Government and aid officials in Georgia told the WCC group that up to 7,000 ethnic Georgians are still living in South Ossetia under uncertain conditions. Even the Red Cross has largely been denied access, they said, but the Georgian Orthodox Church has limited access to a few of them.
Early in the war, with help from the Russian Orthodox Church, Georgian Orthodox Patriarch Ilia II secured permission to visit a bishop and a few priests and nuns who have stayed in South Ossetia. Since then the church has brought in food and brought out Georgian casualties that were still lying unburied several days after the war.
“We want to express our immense gratitude that you have come in the difficult situation Georgia is facing now,” the Georgian Patriarch told the WCC delegation.
“Be assured we are with you at this difficult time,” said Archbishop Nifon of Targoviste, Romania, the delegation head. “We have been following the situation in your country with great sorrow,” said Rev. Jean-Arnold de Clermont, president of the Conference of European Churches. “At the same time, we are greatly impressed by your visit to South Ossetia and by the public declarations in favor of peace by the two patriarchates of Russia and Georgia.”

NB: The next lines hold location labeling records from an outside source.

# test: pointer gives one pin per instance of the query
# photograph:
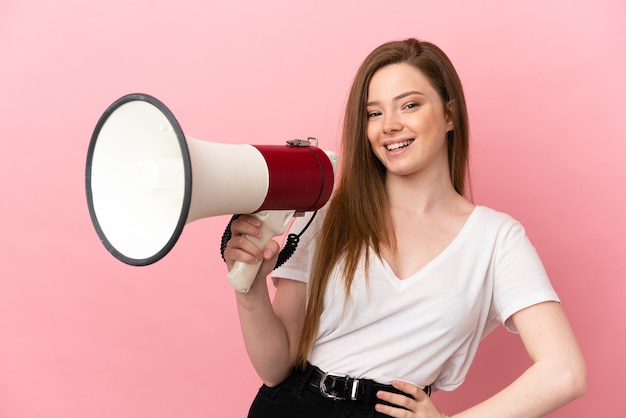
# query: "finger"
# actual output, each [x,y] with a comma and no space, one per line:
[415,391]
[398,400]
[240,248]
[246,225]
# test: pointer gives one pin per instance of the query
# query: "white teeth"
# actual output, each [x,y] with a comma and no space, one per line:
[398,145]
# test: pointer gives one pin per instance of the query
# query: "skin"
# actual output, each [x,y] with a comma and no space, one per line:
[407,126]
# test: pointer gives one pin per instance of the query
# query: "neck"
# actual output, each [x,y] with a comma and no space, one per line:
[420,195]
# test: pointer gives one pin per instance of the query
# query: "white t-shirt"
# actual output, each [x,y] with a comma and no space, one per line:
[426,328]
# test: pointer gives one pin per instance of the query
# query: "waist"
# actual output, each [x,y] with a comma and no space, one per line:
[345,388]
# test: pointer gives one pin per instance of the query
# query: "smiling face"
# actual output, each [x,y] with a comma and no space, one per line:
[406,122]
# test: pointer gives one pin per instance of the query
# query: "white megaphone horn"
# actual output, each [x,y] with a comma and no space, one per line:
[145,181]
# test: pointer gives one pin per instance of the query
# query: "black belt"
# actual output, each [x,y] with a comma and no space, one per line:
[345,388]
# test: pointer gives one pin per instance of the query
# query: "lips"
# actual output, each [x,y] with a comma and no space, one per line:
[398,145]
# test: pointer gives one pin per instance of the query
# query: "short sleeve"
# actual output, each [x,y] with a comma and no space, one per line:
[520,277]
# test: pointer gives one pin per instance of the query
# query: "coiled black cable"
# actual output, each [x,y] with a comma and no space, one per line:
[291,244]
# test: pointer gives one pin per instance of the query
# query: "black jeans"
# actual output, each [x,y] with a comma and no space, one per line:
[297,398]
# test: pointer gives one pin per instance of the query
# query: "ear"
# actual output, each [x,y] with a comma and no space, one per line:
[449,112]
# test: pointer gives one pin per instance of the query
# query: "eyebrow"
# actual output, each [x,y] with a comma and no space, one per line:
[398,97]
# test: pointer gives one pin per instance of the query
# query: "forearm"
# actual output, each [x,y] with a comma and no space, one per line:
[543,388]
[264,334]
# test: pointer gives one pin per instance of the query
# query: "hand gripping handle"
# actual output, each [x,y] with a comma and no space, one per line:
[274,222]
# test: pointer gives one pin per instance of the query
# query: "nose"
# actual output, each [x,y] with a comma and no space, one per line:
[391,123]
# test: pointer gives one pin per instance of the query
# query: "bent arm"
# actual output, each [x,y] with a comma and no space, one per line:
[271,328]
[271,331]
[557,376]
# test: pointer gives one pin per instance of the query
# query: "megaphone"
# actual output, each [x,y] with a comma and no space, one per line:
[145,180]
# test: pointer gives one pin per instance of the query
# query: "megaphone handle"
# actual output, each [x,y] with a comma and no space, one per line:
[274,222]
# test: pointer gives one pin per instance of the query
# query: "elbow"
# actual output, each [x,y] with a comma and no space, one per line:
[574,381]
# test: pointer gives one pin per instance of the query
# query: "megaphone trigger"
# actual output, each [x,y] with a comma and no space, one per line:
[274,223]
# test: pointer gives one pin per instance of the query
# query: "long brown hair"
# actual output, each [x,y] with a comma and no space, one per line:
[358,215]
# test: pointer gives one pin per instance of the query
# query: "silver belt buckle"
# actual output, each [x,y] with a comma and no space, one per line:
[324,392]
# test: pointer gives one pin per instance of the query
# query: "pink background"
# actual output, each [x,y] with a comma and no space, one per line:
[82,334]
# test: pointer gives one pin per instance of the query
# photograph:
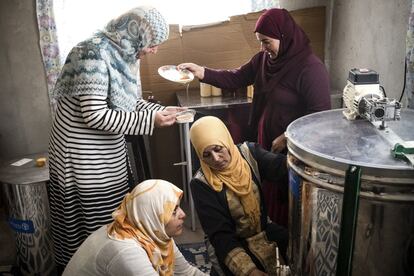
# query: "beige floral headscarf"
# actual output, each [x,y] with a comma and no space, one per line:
[142,216]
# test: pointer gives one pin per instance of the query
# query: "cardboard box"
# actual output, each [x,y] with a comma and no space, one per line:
[224,45]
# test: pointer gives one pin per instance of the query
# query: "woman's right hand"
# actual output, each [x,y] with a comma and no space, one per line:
[257,272]
[164,118]
[197,70]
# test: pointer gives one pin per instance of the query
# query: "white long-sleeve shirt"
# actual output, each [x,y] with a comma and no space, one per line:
[101,255]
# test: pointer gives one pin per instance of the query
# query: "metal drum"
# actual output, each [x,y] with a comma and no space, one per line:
[25,189]
[321,148]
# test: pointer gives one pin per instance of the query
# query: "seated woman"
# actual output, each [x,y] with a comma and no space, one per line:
[229,201]
[139,240]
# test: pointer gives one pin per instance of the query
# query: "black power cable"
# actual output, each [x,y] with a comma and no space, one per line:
[405,79]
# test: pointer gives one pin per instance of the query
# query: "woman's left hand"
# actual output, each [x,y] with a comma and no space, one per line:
[279,144]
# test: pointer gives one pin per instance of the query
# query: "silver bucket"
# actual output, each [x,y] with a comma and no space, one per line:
[25,190]
[321,148]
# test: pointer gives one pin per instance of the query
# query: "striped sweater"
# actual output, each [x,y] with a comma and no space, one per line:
[88,165]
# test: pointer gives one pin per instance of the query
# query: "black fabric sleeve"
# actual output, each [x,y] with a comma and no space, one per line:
[215,218]
[272,166]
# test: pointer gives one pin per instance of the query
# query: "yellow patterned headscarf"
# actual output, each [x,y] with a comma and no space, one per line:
[209,131]
[142,216]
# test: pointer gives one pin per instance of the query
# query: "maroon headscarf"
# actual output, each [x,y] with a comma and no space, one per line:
[293,50]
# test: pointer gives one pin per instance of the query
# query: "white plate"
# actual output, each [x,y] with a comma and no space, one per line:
[186,116]
[171,73]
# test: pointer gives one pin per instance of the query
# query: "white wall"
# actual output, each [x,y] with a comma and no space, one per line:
[369,34]
[24,108]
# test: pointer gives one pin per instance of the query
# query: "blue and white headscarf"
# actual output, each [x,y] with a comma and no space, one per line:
[137,29]
[106,64]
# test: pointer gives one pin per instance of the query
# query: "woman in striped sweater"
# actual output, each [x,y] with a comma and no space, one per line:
[99,101]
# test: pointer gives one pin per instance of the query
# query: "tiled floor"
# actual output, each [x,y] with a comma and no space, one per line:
[189,236]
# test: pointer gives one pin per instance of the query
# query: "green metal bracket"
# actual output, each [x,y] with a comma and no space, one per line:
[404,151]
[350,206]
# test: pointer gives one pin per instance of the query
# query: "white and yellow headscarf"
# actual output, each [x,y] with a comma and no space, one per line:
[209,131]
[143,215]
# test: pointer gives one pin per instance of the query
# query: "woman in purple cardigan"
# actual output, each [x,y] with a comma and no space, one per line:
[289,82]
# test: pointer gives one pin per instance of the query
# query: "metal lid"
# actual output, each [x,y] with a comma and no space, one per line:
[329,140]
[28,173]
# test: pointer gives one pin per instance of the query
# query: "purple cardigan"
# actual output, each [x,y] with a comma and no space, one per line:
[298,93]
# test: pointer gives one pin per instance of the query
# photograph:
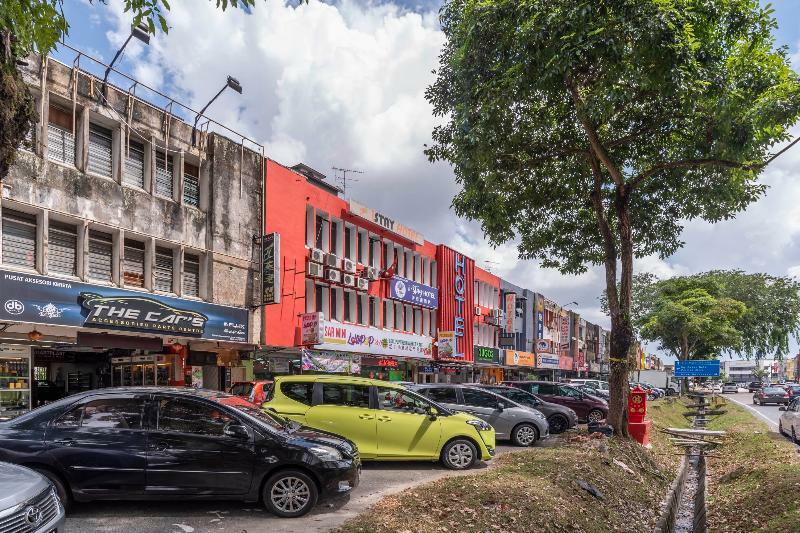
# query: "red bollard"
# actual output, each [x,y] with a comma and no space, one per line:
[638,427]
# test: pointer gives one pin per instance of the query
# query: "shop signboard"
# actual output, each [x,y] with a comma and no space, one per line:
[515,358]
[547,361]
[486,355]
[362,339]
[271,268]
[446,344]
[511,311]
[326,361]
[51,301]
[413,292]
[387,223]
[311,329]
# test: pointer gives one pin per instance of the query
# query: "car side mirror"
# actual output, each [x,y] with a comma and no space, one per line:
[236,432]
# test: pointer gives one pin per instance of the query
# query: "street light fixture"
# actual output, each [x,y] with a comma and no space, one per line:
[140,32]
[234,84]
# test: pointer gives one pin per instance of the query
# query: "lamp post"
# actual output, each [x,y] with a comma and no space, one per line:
[140,32]
[234,84]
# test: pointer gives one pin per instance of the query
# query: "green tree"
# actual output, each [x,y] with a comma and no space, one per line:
[591,129]
[771,318]
[36,26]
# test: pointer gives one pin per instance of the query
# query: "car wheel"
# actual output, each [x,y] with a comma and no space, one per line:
[459,454]
[290,494]
[524,435]
[62,491]
[558,424]
[595,415]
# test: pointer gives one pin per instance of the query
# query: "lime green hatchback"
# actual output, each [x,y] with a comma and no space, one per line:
[386,421]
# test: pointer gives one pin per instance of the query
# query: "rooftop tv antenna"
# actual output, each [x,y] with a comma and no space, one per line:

“Russia is our neighbour and we should have good relations with it,” Ilia noted.
In Georgia the WCC delegation also met Armenian Orthodox and Baptist leaders, a member of parliament and a government minister responsible for refugees, the country’s public defender, member agencies of Action by Churches Together (ACT) International and displaced people living in camps and schools.
About two-thirds of the 150,000 people displaced into Georgia by the conflict have now returned to their homes. Most of the nearly 50,000 still displaced are housed in school buildings. Even as more durable solutions become urgent, ACT member agencies and local church aid workers told the WCC delegation of many gaps in meeting immediate needs.
“With schools in Georgia scheduled to open in one week, the people we met do not know what will happen next,” said Rev. Laszlo Lehel, director of Hungarian Inter-Church Aid and representing ACT on the delegation. Some 26,000 of these people are from South Ossetia, with little immediate prospect of returning home.
Lia Gogitze, a woman from South Ossetia living in a Tbilisi school, told the delegation, “We lived so well there with our orchards and livestock. It was like a small paradise. Here we share one cup.” Satellite photos show her village, Kemerti, as one of dozens of communities in the enclave heavily damaged by fire in the days since the major fighting ceased.
To visit the enclave the delegation is making a 4,000-kilometer detour via Moscow and North Ossetia. When they reach the South Ossetian capital, Tskhinvali, they will be just 40 kilometers from where they were on their first day in Georgia.
In South Ossetia the ecumenical visitors will meet with church leaders, local officials and the recently displaced residents who have now mostly returned from North Ossetia. Also of concern are the ethnic Georgian residents still thought to be in the enclave after weeks of violence and many reports of looting, arson and forced evictions.
The trip will end in Moscow with visits to the Russian Orthodox Church and the government. In addition to Nifon, de Clermont and Lehel, the delegation includes the Rev Elenora Giddings-Ivory and Mr Jonathan Frerichs from the WCC secretariat in Geneva.